Au-delà de l’urgence absolue de protéger les populations civiles, nous avons rappelé la nécessité de poursuivre les frappes ciblées contre Daesh, comme l’ont encore fait la France et la Grande-Bretagne au début du mois. Mais l’enjeu est aussi politique et diplomatique : la communauté internationale doit se remobiliser pour la reconnaissance du Rojava.
Nous devons davantage que des déclarations à celles et ceux qui ont été en première ligne dans la lutte contre le terrorisme islamiste.
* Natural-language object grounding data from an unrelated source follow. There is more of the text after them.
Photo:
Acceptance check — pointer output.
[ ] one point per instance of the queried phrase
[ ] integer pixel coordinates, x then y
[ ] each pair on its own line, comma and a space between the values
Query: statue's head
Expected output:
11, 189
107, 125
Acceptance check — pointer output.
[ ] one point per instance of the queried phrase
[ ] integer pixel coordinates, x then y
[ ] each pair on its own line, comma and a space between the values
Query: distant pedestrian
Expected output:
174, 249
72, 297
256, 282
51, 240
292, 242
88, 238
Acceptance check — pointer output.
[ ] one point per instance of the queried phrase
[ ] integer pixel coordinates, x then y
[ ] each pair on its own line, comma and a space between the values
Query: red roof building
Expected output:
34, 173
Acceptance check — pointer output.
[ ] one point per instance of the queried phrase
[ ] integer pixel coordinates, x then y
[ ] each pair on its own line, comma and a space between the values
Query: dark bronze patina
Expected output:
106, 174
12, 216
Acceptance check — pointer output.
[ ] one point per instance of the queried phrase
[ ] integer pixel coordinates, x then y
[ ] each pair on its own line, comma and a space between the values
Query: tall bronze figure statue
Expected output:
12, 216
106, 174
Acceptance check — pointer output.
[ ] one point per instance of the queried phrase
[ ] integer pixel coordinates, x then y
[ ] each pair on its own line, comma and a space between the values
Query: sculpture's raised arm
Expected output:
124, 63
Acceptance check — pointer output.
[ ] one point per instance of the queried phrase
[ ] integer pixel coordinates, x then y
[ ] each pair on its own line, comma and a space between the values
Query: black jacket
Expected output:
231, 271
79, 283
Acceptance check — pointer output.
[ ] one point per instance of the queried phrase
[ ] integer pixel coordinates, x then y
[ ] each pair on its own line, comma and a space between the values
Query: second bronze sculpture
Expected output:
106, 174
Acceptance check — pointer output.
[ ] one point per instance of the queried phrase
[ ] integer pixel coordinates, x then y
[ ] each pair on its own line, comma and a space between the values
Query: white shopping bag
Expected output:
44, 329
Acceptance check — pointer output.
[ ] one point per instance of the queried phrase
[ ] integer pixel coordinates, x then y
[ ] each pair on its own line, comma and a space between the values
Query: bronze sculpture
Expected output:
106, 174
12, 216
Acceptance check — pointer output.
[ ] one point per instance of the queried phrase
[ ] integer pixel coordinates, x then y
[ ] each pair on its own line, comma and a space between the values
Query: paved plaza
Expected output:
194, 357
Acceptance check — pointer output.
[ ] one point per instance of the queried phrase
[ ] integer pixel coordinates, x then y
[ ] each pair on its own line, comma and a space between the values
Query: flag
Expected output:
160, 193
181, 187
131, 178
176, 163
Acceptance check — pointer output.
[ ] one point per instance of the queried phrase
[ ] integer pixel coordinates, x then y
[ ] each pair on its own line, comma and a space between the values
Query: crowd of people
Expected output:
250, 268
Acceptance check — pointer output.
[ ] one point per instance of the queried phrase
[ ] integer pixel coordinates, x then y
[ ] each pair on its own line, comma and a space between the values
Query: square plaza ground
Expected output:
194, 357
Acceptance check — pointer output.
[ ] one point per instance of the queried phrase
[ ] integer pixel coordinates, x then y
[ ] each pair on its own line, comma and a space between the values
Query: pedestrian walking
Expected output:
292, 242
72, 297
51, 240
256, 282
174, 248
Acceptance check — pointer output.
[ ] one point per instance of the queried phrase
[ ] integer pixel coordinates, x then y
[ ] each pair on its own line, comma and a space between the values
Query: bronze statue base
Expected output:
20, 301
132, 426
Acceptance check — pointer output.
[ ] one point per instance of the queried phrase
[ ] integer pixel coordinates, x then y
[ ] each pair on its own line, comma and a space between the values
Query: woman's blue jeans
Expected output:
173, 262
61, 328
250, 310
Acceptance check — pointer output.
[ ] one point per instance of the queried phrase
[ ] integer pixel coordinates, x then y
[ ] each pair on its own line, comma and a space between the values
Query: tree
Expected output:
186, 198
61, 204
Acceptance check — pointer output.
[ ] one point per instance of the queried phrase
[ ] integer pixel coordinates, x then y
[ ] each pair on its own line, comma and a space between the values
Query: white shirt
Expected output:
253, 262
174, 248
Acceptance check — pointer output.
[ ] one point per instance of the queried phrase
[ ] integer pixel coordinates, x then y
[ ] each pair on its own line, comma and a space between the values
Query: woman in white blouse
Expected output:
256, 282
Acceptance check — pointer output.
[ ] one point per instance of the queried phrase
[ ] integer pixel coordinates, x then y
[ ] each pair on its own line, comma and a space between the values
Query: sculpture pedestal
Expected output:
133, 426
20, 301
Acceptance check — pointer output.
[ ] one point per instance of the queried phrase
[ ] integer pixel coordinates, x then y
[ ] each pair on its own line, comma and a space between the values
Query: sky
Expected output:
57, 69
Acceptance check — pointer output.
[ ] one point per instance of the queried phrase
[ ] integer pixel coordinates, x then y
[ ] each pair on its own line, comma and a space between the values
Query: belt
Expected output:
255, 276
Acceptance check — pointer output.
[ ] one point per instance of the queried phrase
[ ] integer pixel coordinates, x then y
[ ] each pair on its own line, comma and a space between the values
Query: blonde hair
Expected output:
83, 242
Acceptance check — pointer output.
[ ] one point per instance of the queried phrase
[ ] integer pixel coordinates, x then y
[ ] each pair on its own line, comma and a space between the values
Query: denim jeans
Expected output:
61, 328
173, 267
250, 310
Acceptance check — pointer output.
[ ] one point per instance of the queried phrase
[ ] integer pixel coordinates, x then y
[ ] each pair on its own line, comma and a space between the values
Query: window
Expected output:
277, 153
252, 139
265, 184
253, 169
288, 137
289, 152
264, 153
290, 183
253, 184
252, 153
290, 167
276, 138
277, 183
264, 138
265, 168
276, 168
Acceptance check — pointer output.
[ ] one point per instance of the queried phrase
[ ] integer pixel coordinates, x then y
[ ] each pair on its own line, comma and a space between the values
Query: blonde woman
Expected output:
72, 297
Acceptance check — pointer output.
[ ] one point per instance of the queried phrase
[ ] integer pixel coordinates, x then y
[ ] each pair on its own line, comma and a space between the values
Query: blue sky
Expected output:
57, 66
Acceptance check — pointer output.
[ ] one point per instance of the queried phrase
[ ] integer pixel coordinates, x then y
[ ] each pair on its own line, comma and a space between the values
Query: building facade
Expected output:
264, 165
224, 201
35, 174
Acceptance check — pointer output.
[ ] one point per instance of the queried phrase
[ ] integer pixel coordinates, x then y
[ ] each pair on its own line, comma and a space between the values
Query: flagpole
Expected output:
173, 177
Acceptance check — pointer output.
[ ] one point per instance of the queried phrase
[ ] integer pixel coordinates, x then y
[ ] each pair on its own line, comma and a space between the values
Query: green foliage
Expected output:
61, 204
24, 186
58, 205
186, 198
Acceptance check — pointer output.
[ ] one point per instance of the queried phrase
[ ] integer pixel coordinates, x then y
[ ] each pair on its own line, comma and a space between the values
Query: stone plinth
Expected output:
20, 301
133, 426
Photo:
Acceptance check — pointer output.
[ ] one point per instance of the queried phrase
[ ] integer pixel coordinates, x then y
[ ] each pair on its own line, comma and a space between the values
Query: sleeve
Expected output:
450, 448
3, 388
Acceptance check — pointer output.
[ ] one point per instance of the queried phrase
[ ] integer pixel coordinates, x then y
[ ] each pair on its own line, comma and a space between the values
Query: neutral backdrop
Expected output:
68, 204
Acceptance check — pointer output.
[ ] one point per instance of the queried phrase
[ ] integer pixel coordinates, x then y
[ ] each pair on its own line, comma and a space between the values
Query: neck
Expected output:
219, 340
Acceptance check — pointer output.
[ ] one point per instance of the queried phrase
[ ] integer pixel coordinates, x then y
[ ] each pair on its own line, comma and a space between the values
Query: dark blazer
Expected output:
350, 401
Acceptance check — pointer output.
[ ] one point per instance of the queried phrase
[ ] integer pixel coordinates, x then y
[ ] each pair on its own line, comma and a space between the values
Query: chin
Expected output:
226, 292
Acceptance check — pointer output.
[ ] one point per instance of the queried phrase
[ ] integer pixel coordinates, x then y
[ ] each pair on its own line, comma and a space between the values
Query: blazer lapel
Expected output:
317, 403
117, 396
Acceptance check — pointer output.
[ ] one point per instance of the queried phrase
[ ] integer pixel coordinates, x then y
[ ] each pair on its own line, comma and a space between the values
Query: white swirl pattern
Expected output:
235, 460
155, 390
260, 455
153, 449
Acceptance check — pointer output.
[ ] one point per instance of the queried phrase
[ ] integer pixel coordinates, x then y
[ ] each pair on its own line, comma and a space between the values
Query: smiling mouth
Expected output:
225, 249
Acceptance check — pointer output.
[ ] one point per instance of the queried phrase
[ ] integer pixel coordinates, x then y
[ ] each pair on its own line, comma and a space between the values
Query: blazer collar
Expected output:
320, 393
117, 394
Cette menace ne concerne pas seulement les peuples du Moyen-Orient : elle touche aussi directement les citoyens européens. La stabilité de la région et notre propre sécurité sont indissociables.
La France et l’Union européenne doivent en tirer toutes les conséquences, notamment en sanctionnant Al Charaa, qui a trahi l’ensemble de ses engagements depuis la chute de Bachar el-Assad. Il est temps d’assumer une diplomatie cohérente, fidèle à nos principes et à nos responsabilités.